Qu’est-ce qu’être «neuroatypique»?
Apparu récemment dans Le Petit Robert, le nom, comme son antonyme, «neurotypique», est attesté depuis une quinzaine d’années.
«Dont le fonctionnement neurologique diffère de la norme. Contraire: neurotypique.» Le Petit Robert intègre désormais le terme «neuroatypique», comme son antonyme «neurotypique», parmi les quelque 150 mots nouveaux qui caractérisent son édition 2025. Un couple d’adjectif et de substantif qui attendait son entrée depuis 2019, comme l’explique Le Monde dans un articlé daté du 5 juin 2024.
Composé de l’adjectif «typique» et précédé du préfixe grec «neuro-», en référence au système nerveux, le mot «neurotypique» apparaît le premier. Les lexicographes du Robert le repèrent dans un article de 1982, Principes propédeutiques pour la science des langages, dans lequel l’auteur, le biologiste Boris Rybak, étudie les «protéines neurotypiques». Ce n’est pourtant qu’en 2003 qu’ils le trouvent dans son sens actuel. L’adjectif est ainsi utilisé par Bruno Gepner, pédopsychiatre et psychiatre spécialiste de l’autisme, dans son article Relations psychisme-cerveau, dualisme interactionniste et gradients de matérialité, au sein duquel il qualifie les personnes «neurotypiques» comme «non autistes».
L’équipe du Robert relève son antonyme à peine trois ans plus tard. En préface de l’ouvrage Le Cerveau nomade, Stéphane Beaulne, chercheur canadien et expert dans les troubles du spectre autistique, pointe «l’importance de savoir repérer la différence entre une personne neurotypique et une autre neuro-atypique». L’adjectif y est utilisé dans le même sens que celui référencé par Le Robert.
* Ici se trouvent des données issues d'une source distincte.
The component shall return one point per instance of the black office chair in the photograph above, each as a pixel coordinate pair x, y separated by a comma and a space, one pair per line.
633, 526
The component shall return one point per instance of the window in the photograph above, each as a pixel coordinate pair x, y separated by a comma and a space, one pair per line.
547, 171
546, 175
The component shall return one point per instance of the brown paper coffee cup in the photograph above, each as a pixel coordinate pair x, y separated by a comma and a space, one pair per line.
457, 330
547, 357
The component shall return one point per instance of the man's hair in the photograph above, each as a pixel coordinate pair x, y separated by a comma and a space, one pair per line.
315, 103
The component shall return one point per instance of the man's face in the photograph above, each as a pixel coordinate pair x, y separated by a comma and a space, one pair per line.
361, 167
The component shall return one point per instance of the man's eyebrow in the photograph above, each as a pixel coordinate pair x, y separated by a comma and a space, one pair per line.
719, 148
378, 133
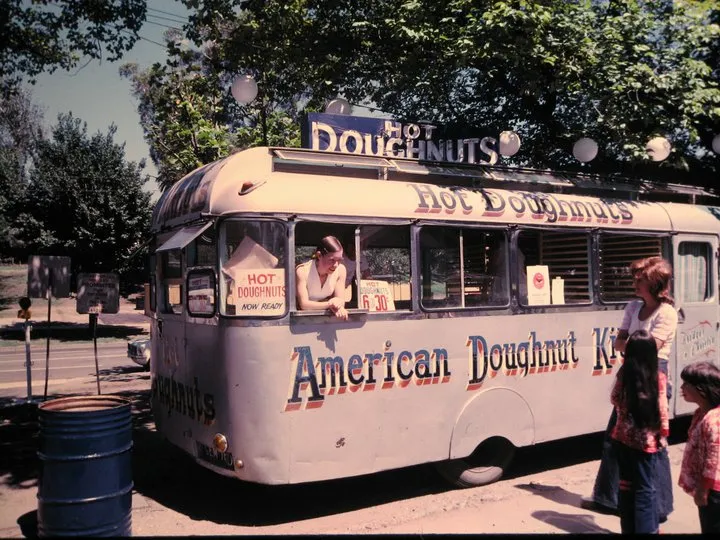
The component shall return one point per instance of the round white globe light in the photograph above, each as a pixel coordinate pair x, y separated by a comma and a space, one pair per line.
658, 148
585, 149
716, 144
244, 89
338, 106
509, 143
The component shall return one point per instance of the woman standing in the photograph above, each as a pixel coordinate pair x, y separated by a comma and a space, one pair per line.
655, 313
642, 424
321, 281
700, 470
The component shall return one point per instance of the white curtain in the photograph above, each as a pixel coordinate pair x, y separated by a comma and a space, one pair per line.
691, 273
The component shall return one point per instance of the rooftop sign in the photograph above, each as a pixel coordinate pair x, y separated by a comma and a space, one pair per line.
382, 137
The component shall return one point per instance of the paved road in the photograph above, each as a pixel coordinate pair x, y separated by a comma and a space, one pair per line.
174, 496
66, 362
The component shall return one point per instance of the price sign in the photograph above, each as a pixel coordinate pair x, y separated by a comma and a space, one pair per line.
375, 295
98, 293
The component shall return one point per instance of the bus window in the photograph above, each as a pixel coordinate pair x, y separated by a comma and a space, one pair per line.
385, 268
692, 271
463, 267
384, 262
617, 251
252, 258
561, 258
201, 292
171, 269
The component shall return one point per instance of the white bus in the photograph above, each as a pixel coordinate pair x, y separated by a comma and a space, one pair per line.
485, 320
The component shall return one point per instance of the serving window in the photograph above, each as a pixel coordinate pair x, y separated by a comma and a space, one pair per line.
693, 272
171, 276
378, 280
553, 267
463, 267
617, 252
L’étiquette regroupe tant le spectre autistique que les troubles du langage et des apprentissages.
Ainsi la définition proposée est particulièrement vaste. De fait, la neuroatypie désigne une forme de divergence cognitive commune à de nombreuses pathologies, qui tendent désormais à être pensées aussi comme des manières différentes d’être au monde, d’agir et de vivre. L’étiquette regroupe aussi bien le spectre autistique que les troubles du langage et des apprentissages, c’est-à-dire les dys (-praxie, -lexie, -phasie, -calculie, etc.), que les troubles avec déficit d’attention et le HPI (haut potentiel intellectuel).
Ce terme générique pourrait donc, à l’avenir, héberger d’autres mots, puisque s’écarter de la norme peut s’appliquer à de nombreux fonctionnements neurologiques. «Neurotypique» et «neuroatypique», ainsi que leur substantif respectif «neurotypie»et «neuroatypie», renvoient d’ailleurs à d’autres locutions, concurrentes et synonymes, qui n’ont pas encore rejoint les dictionnaires de référence. Créé à partir du même préfixe, il existe ainsi le nom «neurodiversité». Forgé à la fin des années 1990 par la sociologue et chercheuse australienne Judy Singer, il défend l’idée que les différences neurologiques constituent non pas des pathologies, mais une partie intégrante de la diversité humaine. Dans les pays anglo-saxons, le concept désigne aujourd’hui un mouvement militant, qui a désormais sa journée mondiale, ses associations luttant contre le validisme (NDLR: système faisant des personnes valides la norme sociale), et même un Institut pour l’étude de la neurotypie. Les membres plaident pour une meilleure visibilité et une inclusion sociale des personnes «neurodivergentes», c’est-à-dire celles «qui diffèrent du fonctionnement cognitif majoritaire». Encore trop restreint dans les usages, le substantif «neurodiversité» suivra peut-être bientôt son synonyme dans le dictionnaire.